Us Open. La battaglia di Venus

dal nostro inviato a New York,

Daniele Azzolini

New York. Lei contro Sjogren, non più scienziato, non più sindrome virulentissima, che colpisce il sistema immunitario. Ma avversario. Nemico. E lei testa dura, come sempre. Una che ci dà dentro, che carica a testa bassa. Una gara a chi dirà l’ultima parola. Una prova di sopravvivenza. Figlia di Compton, Venus Williams, là dove le dispute si risolvono a calci negli stinchi. Guerrilla il rapper l’ha spiegato così, e aveva le sue ragioni.

Eppure, la guardi ed è ancora la più bella, Venus. Questione di gusti, non fateci caso. Ma è alta in modo armonico, morbidamente muscolosa, e i trentatre anni le hanno portato in dote una sguardo da donna che sa, e ha preso atto, che non scaverà trincee né fossati, ma sarà pronta a mettere in riga chi si avvicinerà in modo poco rispettoso. Ha i centimetri per farlo, credeteci. E un’indole da donna libera.

Combatte la sua battaglia, Venus, e sono anni. Dal 2010… Oggi era fra noi, domani chissà. Ce ne sarà un’altra, e solo allora si potrà dire se e quanto sarà simile a quella del giorno prima. Potrebbe essere l’opposto, non soltanto nel fisico ma anche nell’animo, perché proverà a essere se stessa e non riuscendovi si demoralizzerà, o sarà aggressiva oltre il dovuto.

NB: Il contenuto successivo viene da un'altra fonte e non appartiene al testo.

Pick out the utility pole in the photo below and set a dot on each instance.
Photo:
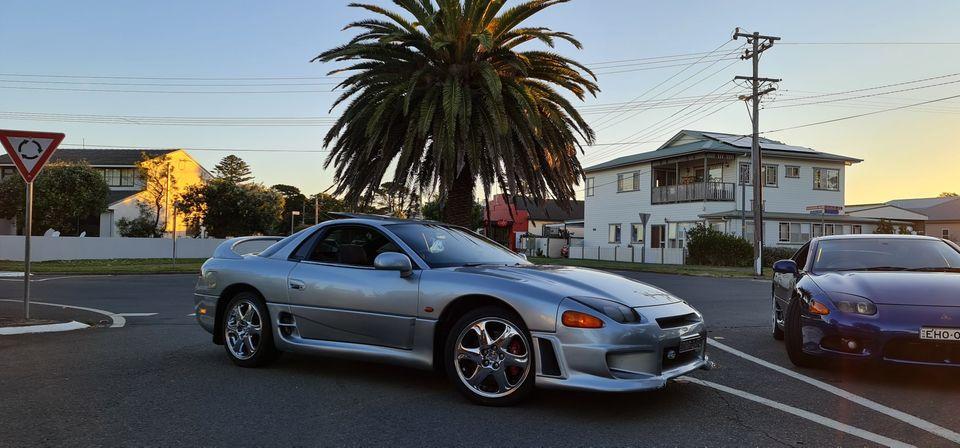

Viene da chiedersi chi glielo faccia fare, poi vi sono giornate come quella di ieri, e allora ogni domanda si rivela instabile e pretestuosa, e allora siamo noi a chiederci se convenga davvero porsi simili interrogativi. Il fatto è che Venus gioca contro se stessa, contro un’altra Venus che la possiede. Ed è difficile scoprire quale delle due abbia il comando, finché non scende in campo e si getta nella disfida. La Venus che funziona, quella di ieri, è la Venus di sempre, forse addirittura più in forma del solito, forse più organizzata nelle geometrie, certo più temprata. Una Venus che sa di avere pochi minuti a disposizione, forse un’oretta scarsa, forse poco più. E allora si sbriga, ma non spreca, perché non può più permetterselo. Attacca, se proprio non può cogliere il punto con i primi due montanti che tira. Scende a rete, e ci sa fare, è agile e potente, micidiale nelle volée in allungo e negli smash, più laboriosa nei colpi al volo vicini al corpo, ma solo perché nessuno gliel’ha mai insegnati.

Poi però c’è l’altra Venus. Quella ammaccata, confusa da tre anni di battaglia con la sindrome che la rende lisa e senz’anima nel breve volgere di una giornata, o anche meno, di un’ora, di una partita. Le forze se ne vanno, e del bell’involucro moro, colorato da una cascata di treccine fucsia e bianche, rimane l’ombra.

Ieri Venus si è sbrigata. Nei limiti del possibile. Aveva contro Kirsten Flipkens, semifinalista a Wimbledon, talentosa, numero dodici qui a New York. Certo lucida nel capire che la Venus del primo set l’avrebbe schiantata in un batter di ciglia, e allora disposta a tirare le cose in lungo, come in un match di circolo, palla alta e pedalare. Il primo set è durato 29 minuti. Il secondo, dopo ventinove minuti era ancora sul 2 pari. Non c’è buon cuore, nel tennis, quasi mai. Figurarsi compassione, misericordia.

Ma in campo c’era Venus, quella che senza Sjogren fra le scatole, ancora sarebbe fra le prime e forse contenderebbe alla sorella qualche titolo Slam. Così, alla fine, la nera l’ha spuntata, ha ringraziato il pubblico del suo benvolere, e si augurata di essere ancora se stessa domani, quando giocherà il secondo turno.